From Norman conquest to the turbulent times of the Reformation, from the Civil War to the growth of Non-conformity and the Industrial Revolution, the Parish of St Mary the Virgin had seen it all! Now it was time for another important stage which was was to change the direction of the 'Mother Church of Cardiff' once again, a transformation which is still experienced today, over 160 years later.
Griffith Arthur Jones, a Welsh speaking son of a priest who, during a time at Jesus College, Oxford was greatly influenced by the Tractarian movement of the Church of England was ordained 1851 at age of 24 years. He served the first formative years of his ordained life in the Diocese of Bangor. But this is only half the story.

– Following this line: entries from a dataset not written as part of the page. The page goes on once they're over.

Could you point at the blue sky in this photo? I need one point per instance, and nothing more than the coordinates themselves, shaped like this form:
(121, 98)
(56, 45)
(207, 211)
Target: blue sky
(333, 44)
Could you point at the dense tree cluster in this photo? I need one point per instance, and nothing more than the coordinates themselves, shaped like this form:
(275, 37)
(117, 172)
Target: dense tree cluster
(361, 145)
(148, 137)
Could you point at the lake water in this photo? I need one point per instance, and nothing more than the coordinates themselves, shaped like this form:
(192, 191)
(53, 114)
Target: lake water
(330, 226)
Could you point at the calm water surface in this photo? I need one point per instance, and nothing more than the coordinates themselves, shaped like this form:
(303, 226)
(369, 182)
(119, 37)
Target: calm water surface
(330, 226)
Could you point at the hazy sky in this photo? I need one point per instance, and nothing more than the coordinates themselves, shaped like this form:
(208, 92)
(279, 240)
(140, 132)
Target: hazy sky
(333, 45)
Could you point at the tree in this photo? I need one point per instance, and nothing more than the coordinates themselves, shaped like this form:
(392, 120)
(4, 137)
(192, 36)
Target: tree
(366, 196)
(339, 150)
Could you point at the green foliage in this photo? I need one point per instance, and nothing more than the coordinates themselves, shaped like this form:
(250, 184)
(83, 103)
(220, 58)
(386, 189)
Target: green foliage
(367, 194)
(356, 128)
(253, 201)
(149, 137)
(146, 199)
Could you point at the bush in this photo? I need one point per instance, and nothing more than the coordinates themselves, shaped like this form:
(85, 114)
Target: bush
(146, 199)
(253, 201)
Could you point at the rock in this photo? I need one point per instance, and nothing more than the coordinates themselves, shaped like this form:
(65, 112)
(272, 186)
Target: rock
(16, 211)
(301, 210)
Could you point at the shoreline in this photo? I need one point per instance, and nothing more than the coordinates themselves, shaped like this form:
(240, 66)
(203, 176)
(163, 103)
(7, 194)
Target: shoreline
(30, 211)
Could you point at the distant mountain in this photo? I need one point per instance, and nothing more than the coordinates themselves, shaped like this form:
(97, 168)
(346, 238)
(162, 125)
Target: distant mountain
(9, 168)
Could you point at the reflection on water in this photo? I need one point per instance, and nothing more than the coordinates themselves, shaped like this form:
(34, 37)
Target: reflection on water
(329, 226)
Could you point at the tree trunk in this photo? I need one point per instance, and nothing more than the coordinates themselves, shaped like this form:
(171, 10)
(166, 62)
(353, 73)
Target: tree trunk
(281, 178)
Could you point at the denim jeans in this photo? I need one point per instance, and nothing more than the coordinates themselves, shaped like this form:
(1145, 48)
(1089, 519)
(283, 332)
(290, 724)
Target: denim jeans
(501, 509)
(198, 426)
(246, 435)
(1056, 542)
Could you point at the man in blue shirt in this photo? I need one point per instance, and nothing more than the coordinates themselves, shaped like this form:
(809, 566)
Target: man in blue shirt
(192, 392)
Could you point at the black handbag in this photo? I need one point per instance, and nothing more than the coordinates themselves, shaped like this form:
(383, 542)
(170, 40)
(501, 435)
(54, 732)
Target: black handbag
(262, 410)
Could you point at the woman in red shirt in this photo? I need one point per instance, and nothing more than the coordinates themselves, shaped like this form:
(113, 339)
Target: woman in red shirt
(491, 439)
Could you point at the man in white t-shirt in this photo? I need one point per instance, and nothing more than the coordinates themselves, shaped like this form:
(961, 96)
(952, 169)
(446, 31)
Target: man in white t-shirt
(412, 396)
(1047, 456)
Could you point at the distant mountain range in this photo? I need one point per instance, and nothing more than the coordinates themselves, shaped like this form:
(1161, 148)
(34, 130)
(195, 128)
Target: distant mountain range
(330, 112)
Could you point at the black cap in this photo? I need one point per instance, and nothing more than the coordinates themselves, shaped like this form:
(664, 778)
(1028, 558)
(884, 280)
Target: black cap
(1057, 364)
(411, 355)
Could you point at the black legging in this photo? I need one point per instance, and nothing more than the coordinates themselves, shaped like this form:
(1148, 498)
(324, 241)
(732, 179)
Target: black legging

Before his appointment to the living of St Mary’s, he was settled into the country parish of Llanegryn, Merioneth which was his pasture for fifteen years. In 1843, the population of St Marys was in excess of 20,000 and the Third Marquess of Bute who himself had been influenced by the Tractarian movement and had converted to Roman Catholicsim, had the ideal man in sight for appointment to St Mary’s. He was 45 years of age at the time, and was to remain at St Mary’s until his retirement 31 years later.
The undoubted conviction of Fr Jones was that the catholic revival within the Church of England was right. The changes he made were gradual but profound, implemented along with a staff of assistant curates, and sisters of the Community of the Society of St Margaret.
Educational work had already begun to be implemented under his predecessor Canon Leigh with the establishment of St Marys National Schools. By 1891, Church Day Schools for boys, girls and infants known as Bute Terrace and Bute Town Schools, and mixed schools in Bute Lane and Temperance Town were established, as well as Sunday Schools and Bible classes.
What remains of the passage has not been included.